My financial adviser swears his all-in fee ‘will never exceed 1.75%.’ Does this seem excessive?

Financial Planners


Question: Here is what a potential advisor wants to charge me. Does this seem excessive? It feels high to me. How should I move forward? 

We are paid two ways: 1) Investment advisory fees: We receive annual investment advisory fees (typically 1% per year) on assets that we oversee. There are asset manager fees/platform fees that are determined by whom we utilize to manage the investments. Our promise to clients is that their all-in fee will never exceed 1.75% annually. 2) Insurance commissions: We receive insurance commissions from life insurance, long term disability insurance, long term care insurance, property and casualty insurance that is based on the policy premiums. We do not charge planning fees.

Answer: The cost of financial advisory services varies based on factors such as the complexity of your financial situation, the type of services you require, the expertise of the adviser and the fee structure they employ. But the very short answer is that the all-in 1.75% all-in fee cap you mention is on the high side, pros say, though it does seem to include asset manager and platform fees. (Asset management fees are what you pay for someone to manage your investments and platform fees cover technology and investment platform services which are often passed on from the platform service to the adviser and then onto the client.)
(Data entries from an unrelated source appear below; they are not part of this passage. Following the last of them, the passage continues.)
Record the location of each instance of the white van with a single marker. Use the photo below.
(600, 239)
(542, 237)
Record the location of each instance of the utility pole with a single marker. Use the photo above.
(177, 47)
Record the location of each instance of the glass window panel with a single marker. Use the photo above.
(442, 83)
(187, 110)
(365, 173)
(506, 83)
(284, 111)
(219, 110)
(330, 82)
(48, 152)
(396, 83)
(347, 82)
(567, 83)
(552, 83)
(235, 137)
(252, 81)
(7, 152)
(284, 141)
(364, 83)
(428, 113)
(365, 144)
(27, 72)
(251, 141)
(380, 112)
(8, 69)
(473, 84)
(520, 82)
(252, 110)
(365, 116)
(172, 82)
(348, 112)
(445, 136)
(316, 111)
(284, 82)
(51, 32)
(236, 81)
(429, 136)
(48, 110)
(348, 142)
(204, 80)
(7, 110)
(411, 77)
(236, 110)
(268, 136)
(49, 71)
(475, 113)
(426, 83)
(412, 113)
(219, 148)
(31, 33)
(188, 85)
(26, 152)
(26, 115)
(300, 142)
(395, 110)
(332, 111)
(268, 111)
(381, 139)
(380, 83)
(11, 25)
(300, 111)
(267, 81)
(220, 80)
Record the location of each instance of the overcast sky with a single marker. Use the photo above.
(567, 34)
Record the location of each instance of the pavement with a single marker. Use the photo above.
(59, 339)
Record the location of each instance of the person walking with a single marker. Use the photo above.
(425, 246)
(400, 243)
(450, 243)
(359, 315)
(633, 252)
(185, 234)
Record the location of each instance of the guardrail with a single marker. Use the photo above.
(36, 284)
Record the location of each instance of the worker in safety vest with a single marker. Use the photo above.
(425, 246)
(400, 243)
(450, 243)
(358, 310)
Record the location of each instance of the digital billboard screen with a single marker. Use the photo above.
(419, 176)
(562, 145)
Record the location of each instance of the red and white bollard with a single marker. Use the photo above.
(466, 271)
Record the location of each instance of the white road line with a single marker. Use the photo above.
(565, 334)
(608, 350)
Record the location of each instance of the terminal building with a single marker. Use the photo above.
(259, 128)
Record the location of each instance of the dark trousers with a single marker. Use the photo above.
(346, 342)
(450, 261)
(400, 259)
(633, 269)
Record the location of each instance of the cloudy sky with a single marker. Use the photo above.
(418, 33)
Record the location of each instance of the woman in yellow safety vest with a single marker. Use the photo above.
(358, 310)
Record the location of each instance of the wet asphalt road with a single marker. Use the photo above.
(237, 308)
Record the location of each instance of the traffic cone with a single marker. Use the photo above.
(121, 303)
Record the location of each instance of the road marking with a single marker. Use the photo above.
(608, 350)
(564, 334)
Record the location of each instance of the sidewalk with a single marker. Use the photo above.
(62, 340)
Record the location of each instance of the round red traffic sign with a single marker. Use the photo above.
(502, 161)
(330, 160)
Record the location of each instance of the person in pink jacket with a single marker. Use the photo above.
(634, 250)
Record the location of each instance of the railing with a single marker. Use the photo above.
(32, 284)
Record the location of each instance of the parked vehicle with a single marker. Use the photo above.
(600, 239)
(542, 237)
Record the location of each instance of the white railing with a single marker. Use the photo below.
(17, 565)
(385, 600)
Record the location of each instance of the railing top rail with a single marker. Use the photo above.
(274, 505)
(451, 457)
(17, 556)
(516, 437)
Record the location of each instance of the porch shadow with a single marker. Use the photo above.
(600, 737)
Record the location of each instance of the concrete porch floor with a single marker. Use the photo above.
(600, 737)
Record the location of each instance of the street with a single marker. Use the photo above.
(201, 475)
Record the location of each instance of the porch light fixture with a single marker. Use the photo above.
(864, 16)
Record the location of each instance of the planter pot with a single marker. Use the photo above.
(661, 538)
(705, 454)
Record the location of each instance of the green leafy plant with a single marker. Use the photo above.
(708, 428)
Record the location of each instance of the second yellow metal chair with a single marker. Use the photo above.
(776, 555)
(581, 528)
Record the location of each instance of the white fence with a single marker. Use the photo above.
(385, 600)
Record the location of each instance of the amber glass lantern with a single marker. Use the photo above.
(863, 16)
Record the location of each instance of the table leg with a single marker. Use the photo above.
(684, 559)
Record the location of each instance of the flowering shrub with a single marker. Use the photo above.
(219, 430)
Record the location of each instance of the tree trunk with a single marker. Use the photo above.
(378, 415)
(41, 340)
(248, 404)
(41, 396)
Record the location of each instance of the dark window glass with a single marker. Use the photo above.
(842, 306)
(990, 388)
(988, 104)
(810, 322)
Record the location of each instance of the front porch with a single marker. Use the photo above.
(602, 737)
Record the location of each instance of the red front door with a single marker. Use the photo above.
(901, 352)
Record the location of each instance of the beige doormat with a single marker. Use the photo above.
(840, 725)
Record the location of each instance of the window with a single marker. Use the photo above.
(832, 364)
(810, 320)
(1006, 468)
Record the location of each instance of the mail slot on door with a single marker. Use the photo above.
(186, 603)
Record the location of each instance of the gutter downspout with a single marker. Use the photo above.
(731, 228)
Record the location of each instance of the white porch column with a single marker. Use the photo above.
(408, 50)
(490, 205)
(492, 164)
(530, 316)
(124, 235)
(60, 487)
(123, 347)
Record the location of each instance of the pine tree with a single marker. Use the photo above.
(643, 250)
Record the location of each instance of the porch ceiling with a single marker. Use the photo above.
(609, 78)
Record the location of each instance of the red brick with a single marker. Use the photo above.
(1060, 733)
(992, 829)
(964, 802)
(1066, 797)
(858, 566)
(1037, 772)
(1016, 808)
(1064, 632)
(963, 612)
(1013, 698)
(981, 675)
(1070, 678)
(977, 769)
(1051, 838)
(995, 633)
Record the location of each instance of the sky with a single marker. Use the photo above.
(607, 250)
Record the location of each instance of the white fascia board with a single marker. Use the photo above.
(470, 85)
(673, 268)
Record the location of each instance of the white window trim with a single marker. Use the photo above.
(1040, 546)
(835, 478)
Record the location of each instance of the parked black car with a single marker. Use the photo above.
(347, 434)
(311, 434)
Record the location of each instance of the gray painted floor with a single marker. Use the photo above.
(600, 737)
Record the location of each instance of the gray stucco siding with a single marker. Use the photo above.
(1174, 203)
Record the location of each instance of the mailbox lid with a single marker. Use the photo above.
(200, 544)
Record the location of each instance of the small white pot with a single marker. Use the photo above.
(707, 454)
Have an issue with your financial adviser or looking for a new one? Email questions or concerns to picks@marketwatch.com.

“Generally, the industry average for investment advisory fees hovers around 1% per annum of assets under management (AUM), particularly for AUM below $1 million. As your portfolio grows, the percentage often decreases,” says certified financial planner Blaine Thiederman at Progress Wealth Management. 

For Tara Unverzagt, certified financial planner at South Bay Financial Partners, a 1% model for investment advice only is too high. “The 1% is reasonable today for investment advice with financial planning, but if you don’t need a person to hold your hand, go with a robo adviser that will do the investing for you and help you not to do something silly when the market goes crazy,” says Unverzagt.

In other words, you can do likely better than 1.75%, and fees can add up to thousands of dollars. For reference, certified financial planner David Barfield at Datapoint Financial Planning gives this example: 1.75% on a $500,000 portfolio would be $8,750 per year and .25% would be $1,250 per year. “The finance industry knows how to make money, these little fees add up to big dollars and are killing people with and without wealth,” says Unverzagt.

For his part, certified financial planner Derieck Hodges at Anchor Pointe Wealth Management says that while lower fees are available, this 1.75% all-in-max fee might not be too high depending on what you are getting for it. “These fees are reasonable if the client is getting comprehensive planning advice like tax and estate planning and goal planning,” says Hodges.

It’s also worth noting that the adviser does not charge planning fees, which could result in overall cost savings compared to firms that charge separately for financial planning and asset management. Keep in mind that fees should always be judged in the context of overall value delivered. “While advisers tend to all sound alike and many describe themselves as being comprehensive, there are vast differences in the breadth and depth of services they provide,” says certified financial planner Eric Ross at F2 Wealth.

But however this adviser charges, one thing is certain: to ensure you fully understand what you’re getting for the cost, it’s important to clarify with the adviser exactly what services are included. 

The issue with an adviser who gets commissions

More concerning than the level of fees you describe is the potential conflict of interest with the insurance commissions. “When it comes to insurance commission, the practice is relatively common. Still, the potential for conflict of interest exists as advisers could be incentivized to recommend insurance products that offer higher commissions,” says Thiederman. 

“How will you be able to distinguish if an insurance recommendation is being influenced by the commissions the adviser receives? The compensation may be a direct commission or may be to qualify for a bonus or other type of incentive. There’s no need to work with an adviser who has these potential conflicts of interest. Many advisers do not accept any form of commissions, yet are highly skilled at helping clients evaluate their needs for life insurance, long-term care insurance, disability insurance and property and casualty insurance and can help make sure the consumer has the policies most appropriate for them,” says Ross.

How to evaluate a financial adviser besides fees

That said, fees shouldn’t be the only factor in your decision to hire a planner. “It’s crucial to consider the adviser’s credentials, their approach to financial planning and investment management, their transparency, and whether their services match your specific needs,” says Thiederman. If the fee still feels too high, it might be worth seeking out alternative quotes to compare. 

Remember, the goal is to find a balance between cost and value. “Just as the cheapest adviser isn’t necessarily the best, the most expensive one isn’t automatically the most effective or suitable for your needs,” says Thiederman.

You also might want to look beyond the assets under management model, such as an adviser who charges hourly or per-project fees. Fees for a time-based or hourly planner vary depending on location and their experience, but you can expect to pay between $150 and $450 per hour for advisory services. To find planners who charge hourly, visit the National Association of Personal Financial Advisors, Garrett Planning Network or XY Planning Network.